Characteristics of Long-Term Disability Coverage
Here are a few things you should know about long-term disability insurance before you apply for coverage:
- Continues after short-term disability plans end (usually after six months)
- Coverage lasts until you return to work, turn 65, or pass away
- Lower monthly payout than short-term plans
- Available through employer group benefits or via a private insurer
- Covers “any occupation” or “own occupation”
Other Things to Consider about LTD Insurance
If you have a long-term disability plan, find out if it covers “any occupation” or “own occupation”. With “any occupation”, your coverage can be cancelled if it’s determined you can still work some sort of job, albeit a different one than you had before you became sick or injured. “Own occupation” coverage means it will continue until you can return to your previous job, and not a second before that.
If you can afford it, you may want to consider supplementing the long-term coverage through your group benefits with a private insurance plan. This is especially true if your current coverage will not be sufficient to cover your monthly expenses should you become disabled.
Critical Illness Insurance (CI)
Critical Illness insurance differs from both short-term and long-term disability in that it doesn’t provide you with a monthly payment. Instead, the insurer pays a lump sum when diagnosed with a life-threatening illness based on the amount of coverage you purchased. Because of this, critical illness shouldn’t be considered a replacement for long-term disability but rather supplementary protection.
There is a clear definition of what constitutes a life-threatening illness with critical illness insurance plans, but it usually includes cancer, heart attack, or stroke. The coverage varies between providers, so it’s important to read the policy in detail before applying.
Suppose you experience an interruption in your income; CI insurance can ease the financial burden for you and your family by allowing you to focus on your recovery. You can use the lump sum to pay down a mortgage or other debts. A critical illness benefit can also pay for medical-related expenses.
Because the risks of being diagnosed with a severe illness increase significantly as you age, you often cannot apply for critical illness coverage after age 55 or 60. If you do have coverage into your 50’s, the premiums are quite expensive, so you may need to decide if you need the coverage.

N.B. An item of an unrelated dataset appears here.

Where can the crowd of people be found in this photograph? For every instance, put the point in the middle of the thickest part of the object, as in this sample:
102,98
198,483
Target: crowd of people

Characteristics of Critical Illness Coverage
Here are some common features of critical illness insurance:
- Paid as a lump-sum
- payable upon diagnosis of a life-threatening illness
- Common conditions covered: cancer, heart attack, stroke
- Several lenders offer CI on mortgages
- CI becomes much more expensive as you age
- Usually has a maximum age limit for coverage, i.e., 55 or 60
How Much Does Disability Insurance Cost?
The price of disability insurance will vary, depending on your age, the type and amount of coverage, and the applicant’s health profile, i.e., smoker or non-smoker. The younger you are, the cheaper your premiums will be. There are several places you can get a free disability insurance quote online. One of the easiest-to-use is PolicyAdvisor. They’ll ask you for a few details about yourself, and you’ll have a quote in minutes.
What Type of Disability Insurance Should I Buy?
After reading this, you may be wondering what type of disability insurance you should buy. While this advice won’t apply to everyone, most people earning an income should have all three disability coverages; short-term, long-term, and critical illness. The question will be where it will come from and how much of it you need. The answer will be different for everyone.
If you don’t have disability insurance; or you’re unsure what you are covered for, I recommend that you start by reviewing your group benefits through your employer. From there, it’s never a bad idea to consult with an insurance professional. They can assist you by completing a full needs analysis to identify insurance coverage gaps.